Jim Morrison once said that “whoever controls the media, controls the mind.” While that is certainly as true now as it was then, the mode of media has changed significantly, as well as who is permitted to contribute to them. For centuries the best way to keep up on relevant news (outside of visiting the local watering hole for gossip) was to pay for widely circulated newspapers and pamphlets. Today, the news is simultaneously far more accessible and far more cheap. Newspapers will still charge for the privilege of reading news from their bullpen of writers, but the credibility of what is being reported has always been﹘and likely will always be﹘scrutinized against the sensationalism of getting issues sold. 

Enter the podcast. In a strange turn of events, the same people who wouldn’t cross the street to save the world’s last broadcasting station are now turning towards their phones for what amounts to highly individualized radio shows. Podcasts can be as informative as any newspaper, produced by sought-after voices, specialized in incredibly niche topics, and have an audience of millions, all without any money down on the part of the listener. While there will always be jokes about how you can’t qualify for a loan in California without producing proof of podcast ownership, the fact of the matter is that the world’s newest, most definitive source of media has arrived.

Pod Bless America

What makes podcasting so wonderful is that there is no societal barrier to entry. If you want to start a podcast about the joys of dressing up  your iguana for photography shoots, then there isn’t much to keep you from uniting the owners of dapper pets everywhere. Before this clarion call can go out across the airwaves, however, there are a few things to be aware of when attempting to start a professional podcast. Luckily, the audio geniuses at Ignite Studios can help you sort things out. 

The Identity 

Unsurprisingly, the first step to becoming a podcast mogul is to understand the nature of the product you’re trying to create. From the outset, it’s important to establish a kind of mission statement by which you will shape the identity of your podcast. Here are some things to consider:

  1. First Who, Then What

The key to any successful endeavor is to surround yourself with the people who will help you succeed. If you own and operate a family photography business and want to accommodate more clients, having multiple experienced photographers on staff is essential. The same principle exists in podcasting; you need people who know how to run the equipment, have the bandwidth to edit and compress the audio, can find their way around the marketing, and who are entertaining to listen to. Finding the right team is the first big step, and Ignite Studios can cover virtually all of those bases (the co-host position we leave to you).

  1. Find a Niche

Mark Twain is credited as having said “write what you know.” While podcasts are generally better if the hosts actually know what it is they’re talking about, the first law of content is to “pod what you’re passionate about.” To keep with our family photography example, if taking pictures of people and their stylish iguanas is what gets you up in the morning, that enthusiasm will be infectious. The knowledge will come later.
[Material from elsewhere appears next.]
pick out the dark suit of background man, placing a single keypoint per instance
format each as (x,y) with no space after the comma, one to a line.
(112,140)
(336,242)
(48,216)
Make sure, however, to bring something unique to the podcast in order to differentiate yourself. 

  1. Be Consistent

The single thing that will kill a podcast faster than any other is a lack of consistent content. If the release schedule for new episodes isn’t easy to follow then you will lose all your listeners overnight. 

The Equipment

This is the part of the podcasting process that frightens away most people, and yet it is the easiest to negotiate. Once again, with the right team behind you and the proper identity, equipment issues will work themselves out. It’s important to remember that there is no reason to break the bank going out for the finest that money can buy. In fact, by working with a business like Ignite Studios, the equipment can be left to someone else to worry about. The technical needs are pretty simple:

  • Microphone
  • Computer
  • Editing Software
  • A Distributing Platform
  • A Specific Space for Podcasting

While you can certainly record your podcast anywhere, the best audio quality will be found in a space specifically set up for the medium. That means either a room with sufficient sound dampening and space for the equipment or you can do what most of the world’s most successful podcasters do and rent space in a professional studio. The quality of the product you can make at a place like Ignite Studios will be worth more than the rental fees once your audience starts showing up for each episode.